I run a malware checker regularly and I am amazed at how many pieces of malicious software I get regularly. It is not unusual for my computer to have picked up a hundred pieces of malware within three days after having scrubbed it. I don’t shop much on-line, but I read a lot of articles and I assume that is the source of most of my malware.

According to my malware software, most of the bad things that I pick up are adware, which they define as a piece of code that is gathering and transmitting data about me to the world. These days adware is generally something a little more complex than a cookie. Cookies are somewhat passive files that sit on your machine to tell somebody later that you have already been to a certain web site or something similar. Think of adware as cookies+ in that they gather specific data and either store it for later retrieval or, in the worst cases send it out to the world.

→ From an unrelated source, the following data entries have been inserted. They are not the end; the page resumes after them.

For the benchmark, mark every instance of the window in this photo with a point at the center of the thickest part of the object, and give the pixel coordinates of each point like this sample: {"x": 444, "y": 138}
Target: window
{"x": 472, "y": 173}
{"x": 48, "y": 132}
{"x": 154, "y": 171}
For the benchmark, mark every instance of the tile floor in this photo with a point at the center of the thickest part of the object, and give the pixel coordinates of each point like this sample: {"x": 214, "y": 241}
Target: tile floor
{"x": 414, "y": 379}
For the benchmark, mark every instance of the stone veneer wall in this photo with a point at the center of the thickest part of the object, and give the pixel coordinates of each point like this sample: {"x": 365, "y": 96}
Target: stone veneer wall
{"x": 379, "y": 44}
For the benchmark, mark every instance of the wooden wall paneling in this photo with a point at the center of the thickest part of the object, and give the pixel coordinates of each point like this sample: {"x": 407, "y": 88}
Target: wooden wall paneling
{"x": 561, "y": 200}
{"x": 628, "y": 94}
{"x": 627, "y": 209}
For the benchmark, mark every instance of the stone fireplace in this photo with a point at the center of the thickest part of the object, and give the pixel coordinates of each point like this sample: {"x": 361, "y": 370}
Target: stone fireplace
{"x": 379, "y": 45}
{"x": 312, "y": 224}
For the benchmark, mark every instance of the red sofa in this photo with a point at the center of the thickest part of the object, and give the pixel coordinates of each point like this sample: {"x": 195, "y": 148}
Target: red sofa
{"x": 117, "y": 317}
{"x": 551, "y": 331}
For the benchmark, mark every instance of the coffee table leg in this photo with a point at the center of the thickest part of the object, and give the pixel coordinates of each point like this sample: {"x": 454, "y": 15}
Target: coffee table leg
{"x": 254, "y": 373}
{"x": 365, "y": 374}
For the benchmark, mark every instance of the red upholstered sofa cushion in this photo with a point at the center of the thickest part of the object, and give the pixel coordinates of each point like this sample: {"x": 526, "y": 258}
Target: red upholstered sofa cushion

I’d say 99% of what I get is adware with only the occasional more malicious malware, which could be a virus or some other nasty piece of code. But think about what I am getting. I am inadvertently downloading 100 pieces of adware within just a few days, each of which is looking for specific facts about me and reporting back to whoever placed the malware. I am sure that mostly they are tracking the web sites I’ve visited in order to build up a more detailed profile about me. But these little pieces of malware can pick up almost anything else from bank account numbers to passwords.

I think we all understand that half of what is on the web these days is designed to build a profile for each of us. But I don’t think most people realize how intrusive this effort has become. They are not building a profile by slowly studying your web usage. They are spying on your directly to know everything you do. It’s a bit scary when the most dangerous place on the web is a search engine or a major news site that has ads.

Yesterday I talked about ad blocking and perhaps this is what is going to save us from this rash of malicious malware and adware. Certainly if somebody will block all ads to my computer then I can’t be receiving ads with malware. But I would be just as happy if somebody could deliver ads to my machine that are certifiably safe. It doesn’t take a lot of effort for an ad company to test an ad first to make sure it doesn’t leave bad code behind. But that can’t be done in a process where an ad space is advertised and subscribed in milliseconds. This gives the bad guys a really cheap way to get their ads to anybody they want.

So I think Google is onto something with their product that can block all ads. But as I described yesterday, Google is not the last company in the chain between a web site and a user, so I am guessing that even with Google ad blocking that some ads and malware are still introduced after Google has wiped out the first ads. Your ISP is the last entity to touch the data stream coming to your house and thus has the final chance to get rid of malware. I think ISPs might be missing the opportunity to offer better security to their customers by either blocking ads or by making sure that ads are safe.